First, two tables in a csv (comma-separated values) format were prepared. One of the tables was entitled as “cases.csv”, consisting of one column with the header “Name” listing all the SRR# corresponding to the sequences present within Database D (i.e., 84,778 contigs in the format, e.g., SRR684167_c1). The other table was named as “transcripts.csv” and contains two columns, “Name” and “Sequence”, with all the de novo assembled transcript names (SRR#_c#) and corresponding nucleotide sequences deposited in Dataset_3 (i.e., 272,704 contigs). Then, a database (DB.db) was created using the DB Browser for SQLite v3.11.2 [14] and the two tables in csv format were imported. After executing the SQL command (SQL_command.txt), the resulting contigs not included in Database D were exported as a csv table (187926_contigs_not_included_in_Database_D.csv) and posteriorly converted to a FASTA file (187926_contigs_not_included_in_Database_D.fasta) using Geneious v11.1.2 [13]. Furthermore, the “187926_contigs_not_included_in_Database_D.fasta” file was analysed by the six-frame translation tool (“sixframe.rb” script [4]), using default parameters with the exception of the “--min-len” parameter that was set to 10. In this way, 5,106,635 protein sequences with sequence length greater than or equal to 10 AA (six-frame_translation_of_187926_contigs_not_included_in_Database_D.fasta) were obtained. Finally, the names of the sequences within the “six-frame_translation_of_187926_contigs_not_included_in_Database_D.fasta” file were edited by removing everything after the space in order to obtain the final database for MaxQuant analysis, and it was deposited in Dataset_1 (Database_E_5106635_sequences.fasta).

Database F contains 720,910 protein sequences provided in Dataset_1 (Database_F_720910_sequences.fasta) corresponding to the ORFs from O. vulgaris PSGs transcriptomes not included in Database A. Details for the construction of this database can be found below.

First, the files “Database_A_19087_sequences.fasta” (provided in Dataset_1) and “GGNR01.1.fsa_nt.gz” (46,490 contigs deposited under accession PRJNA464423) were opened with Geneious v11.1.2 [13], and the sequence names within both files were edited with the following format: “TRINITY_DN0_c0_g1_i1”. Then, two csv files, each one from the previously edited files, were saved and made available in Dataset_6.
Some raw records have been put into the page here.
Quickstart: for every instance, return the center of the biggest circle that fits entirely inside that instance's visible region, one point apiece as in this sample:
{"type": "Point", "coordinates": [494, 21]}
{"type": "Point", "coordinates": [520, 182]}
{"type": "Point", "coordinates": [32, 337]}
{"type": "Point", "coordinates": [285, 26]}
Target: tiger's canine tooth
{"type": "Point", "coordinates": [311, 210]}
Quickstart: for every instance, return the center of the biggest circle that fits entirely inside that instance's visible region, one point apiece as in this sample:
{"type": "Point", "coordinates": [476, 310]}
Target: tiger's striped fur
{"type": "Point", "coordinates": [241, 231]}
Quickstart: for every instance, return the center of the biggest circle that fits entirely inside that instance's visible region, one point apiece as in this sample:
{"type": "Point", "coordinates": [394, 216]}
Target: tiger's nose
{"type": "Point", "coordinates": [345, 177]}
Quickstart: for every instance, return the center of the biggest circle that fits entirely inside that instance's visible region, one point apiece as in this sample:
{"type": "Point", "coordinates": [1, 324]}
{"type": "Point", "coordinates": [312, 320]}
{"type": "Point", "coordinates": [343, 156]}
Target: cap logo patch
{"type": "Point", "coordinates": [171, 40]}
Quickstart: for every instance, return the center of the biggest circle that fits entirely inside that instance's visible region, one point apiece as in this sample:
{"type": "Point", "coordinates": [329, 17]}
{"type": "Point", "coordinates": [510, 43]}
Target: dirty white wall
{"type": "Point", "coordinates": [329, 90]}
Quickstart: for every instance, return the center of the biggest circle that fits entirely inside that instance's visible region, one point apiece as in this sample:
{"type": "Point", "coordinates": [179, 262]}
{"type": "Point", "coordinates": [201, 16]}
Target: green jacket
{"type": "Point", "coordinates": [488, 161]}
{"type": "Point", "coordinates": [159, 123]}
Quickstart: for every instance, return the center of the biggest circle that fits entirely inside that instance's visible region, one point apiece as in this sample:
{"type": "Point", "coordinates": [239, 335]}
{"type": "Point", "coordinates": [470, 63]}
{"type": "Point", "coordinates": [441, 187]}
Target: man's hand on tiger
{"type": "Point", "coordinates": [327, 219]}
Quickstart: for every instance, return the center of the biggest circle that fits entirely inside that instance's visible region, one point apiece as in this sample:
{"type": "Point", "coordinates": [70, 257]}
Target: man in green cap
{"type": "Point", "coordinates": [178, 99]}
Hereafter, all the mentioned files are available in Dataset_6. Specifically, for the preparation of these csv files, we followed two steps: (i) from the “Database_A_19087_sequences.fasta” file, all the names with the “TRINITY” term included were selected and saved as a list, making a total of 18,890 sequence names (cases.csv: consisting of one column with the header “Name”); and (ii) from the “GGNR01.1.fsa_nt.gz” file, a list with all the nucleotide sequences was saved (transcripts.csv: consisting of two columns with the headers “Name” and “Sequence”). Thus, there was a match between the header “Name” of these two saved files. Then, a database (DB1.db) was created using the DB Browser for SQLite v3.11.2 [14] and the two lists in csv format were imported. After executing the SQL command (SQL_command1.txt), the resulting contigs not included in Database A were exported as a csv table (31661_contigs_not_included_in_Database_A.csv) and posteriorly converted to a FASTA file (31661_contigs_not_included_in_Database_A.fasta) using Geneious v11.1.2. The “31661_contigs_not_included_in_Database_A.fasta” file was analysed by the six-frame translation tool (sixframe.rb [4]), using default parameters with the exception of the “--min-len” parameter that was set to 10. In this way, 720,910 protein sequences with sequence length greater than or equal to 10 AA (six-frame_translation_of_31661_contigs_not_included_in_Database_A.fasta) were obtained. Finally, the names of the sequences within the “six-frame_translation_of_31661_contigs_not_included_in_Database_A.fasta” file were edited by removing everything after the space in order to obtain the final database for MaxQuant analysis, and it was deposited in Dataset_1 (Database_F_720910_sequences.fasta).